I got the same issue as @mhammadzahi comments. I have an api deployed on google app engine, it was working great with version 4.6.0, but after the update to version 4.7.1 I only get 422 response. Currently, my solution was to return to version 4.6.0

[vimalloc]

@mhammadzahi

You shouldn't be using the flask dev server like that. Per their docs

When running publicly rather than in development, you should not use the built-in development server (flask run). The development server is provided by Werkzeug for convenience, but is not designed to be particularly efficient, stable, or secure.

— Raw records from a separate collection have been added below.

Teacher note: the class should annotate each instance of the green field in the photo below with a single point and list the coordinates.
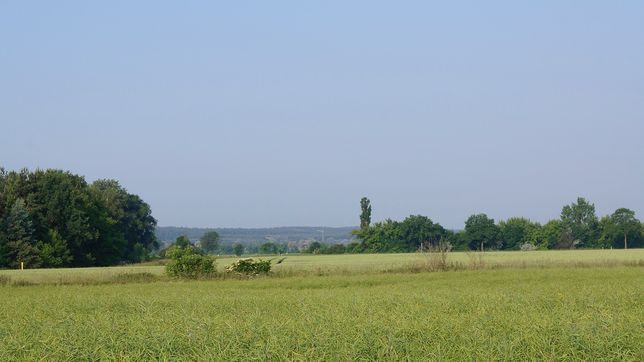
(553, 305)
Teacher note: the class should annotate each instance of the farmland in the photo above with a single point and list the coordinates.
(550, 305)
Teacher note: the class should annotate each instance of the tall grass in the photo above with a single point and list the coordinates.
(488, 314)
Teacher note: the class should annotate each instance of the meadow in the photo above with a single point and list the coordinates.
(546, 305)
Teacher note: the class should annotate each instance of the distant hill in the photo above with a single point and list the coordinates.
(260, 235)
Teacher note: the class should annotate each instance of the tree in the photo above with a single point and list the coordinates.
(238, 249)
(580, 223)
(549, 236)
(481, 231)
(269, 248)
(55, 252)
(419, 231)
(315, 247)
(365, 214)
(182, 241)
(516, 231)
(20, 244)
(209, 242)
(625, 223)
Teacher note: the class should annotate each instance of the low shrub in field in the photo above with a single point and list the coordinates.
(528, 247)
(135, 278)
(4, 280)
(186, 262)
(250, 266)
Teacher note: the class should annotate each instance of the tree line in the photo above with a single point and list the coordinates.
(577, 227)
(53, 218)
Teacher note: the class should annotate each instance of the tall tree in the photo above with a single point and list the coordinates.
(625, 223)
(419, 231)
(580, 222)
(481, 232)
(238, 249)
(20, 242)
(365, 214)
(516, 231)
(209, 242)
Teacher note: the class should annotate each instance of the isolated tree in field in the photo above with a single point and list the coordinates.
(365, 214)
(20, 242)
(418, 231)
(209, 242)
(481, 231)
(517, 231)
(625, 223)
(238, 249)
(580, 222)
(269, 248)
(183, 241)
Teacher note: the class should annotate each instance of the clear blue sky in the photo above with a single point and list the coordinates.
(272, 113)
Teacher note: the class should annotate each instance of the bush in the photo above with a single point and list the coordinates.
(528, 247)
(249, 266)
(186, 262)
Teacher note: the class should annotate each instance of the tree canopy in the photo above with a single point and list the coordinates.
(53, 218)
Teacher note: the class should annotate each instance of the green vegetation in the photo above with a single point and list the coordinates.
(578, 227)
(187, 262)
(52, 218)
(542, 305)
(250, 267)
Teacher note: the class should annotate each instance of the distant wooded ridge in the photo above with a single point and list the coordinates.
(284, 234)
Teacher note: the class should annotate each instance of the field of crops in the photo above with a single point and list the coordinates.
(573, 305)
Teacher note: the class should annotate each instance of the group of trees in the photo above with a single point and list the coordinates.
(577, 227)
(52, 218)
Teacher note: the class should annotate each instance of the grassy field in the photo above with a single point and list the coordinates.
(579, 305)
(350, 264)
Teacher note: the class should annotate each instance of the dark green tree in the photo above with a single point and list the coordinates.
(269, 248)
(365, 214)
(418, 232)
(54, 253)
(182, 241)
(481, 232)
(624, 222)
(238, 249)
(209, 242)
(516, 231)
(580, 224)
(20, 241)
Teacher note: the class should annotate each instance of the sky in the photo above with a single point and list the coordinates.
(284, 113)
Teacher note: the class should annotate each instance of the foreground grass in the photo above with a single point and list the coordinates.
(504, 314)
(348, 264)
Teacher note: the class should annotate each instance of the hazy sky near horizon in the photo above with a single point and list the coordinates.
(273, 113)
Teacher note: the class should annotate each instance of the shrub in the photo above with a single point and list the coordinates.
(4, 280)
(249, 266)
(528, 247)
(186, 262)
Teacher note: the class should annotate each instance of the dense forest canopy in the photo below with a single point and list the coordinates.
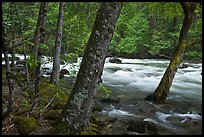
(144, 29)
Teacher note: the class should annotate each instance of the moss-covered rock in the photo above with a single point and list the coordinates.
(53, 114)
(25, 125)
(59, 105)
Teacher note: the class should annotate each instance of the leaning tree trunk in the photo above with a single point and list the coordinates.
(78, 108)
(161, 92)
(56, 61)
(9, 74)
(39, 39)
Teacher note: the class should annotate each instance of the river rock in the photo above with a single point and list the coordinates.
(63, 72)
(110, 100)
(143, 127)
(115, 60)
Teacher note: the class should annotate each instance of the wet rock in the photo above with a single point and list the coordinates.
(97, 107)
(140, 108)
(25, 125)
(63, 72)
(110, 100)
(115, 60)
(183, 65)
(143, 127)
(53, 114)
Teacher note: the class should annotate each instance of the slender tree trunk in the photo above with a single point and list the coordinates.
(8, 75)
(24, 49)
(56, 62)
(161, 92)
(78, 108)
(39, 39)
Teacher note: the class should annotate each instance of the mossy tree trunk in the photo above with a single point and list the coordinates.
(56, 61)
(39, 39)
(78, 108)
(161, 92)
(9, 74)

Here is the documentation for doing that provided by flask:

• https://flask.palletsprojects.com/en/stable/deploying/
• https://flask.palletsprojects.com/en/stable/deploying/nginx/

RE the error message, I need the actual message returned by the response of the 422 Unprocessable Entity. I also still need to know how you are sending the JWTs to your backend. If you are using cookies for example, it's entirely possible you are running into some cross origin issues based on the domain your flask app is being served on compared to the nginx host.

I think if you follow along with the official flask deployment instructions, and use a wsgi server configured with nginx, that will likely fix your issues.

[vimalloc]

@menyDev That's not going to be the same issue as this ticket. The only difference between 4.6.0 and 4.7.1 is we added the JWT_VERIFY_SUB option, due to a change with the underlying PyJWT library. I suspect you're running into something along those lines if 4.6.0 is working and 4.7.1 is not. Please look over that, and if you're still running into issues open a new issue.

(see: #561)

[mhammadzahi]

@vimalloc, You should not close it, I did not find the solution yet! your library is not working

[vimalloc]

That is not correct, this library is in fact working correctly, it’s your nginx setup that has an issue. Please see my above comment for further steps you can take to resolve the issue.

If you are unable to resolve the issue using the above steps, then please provide the details of what you tried, as well as the additional details I had asked for.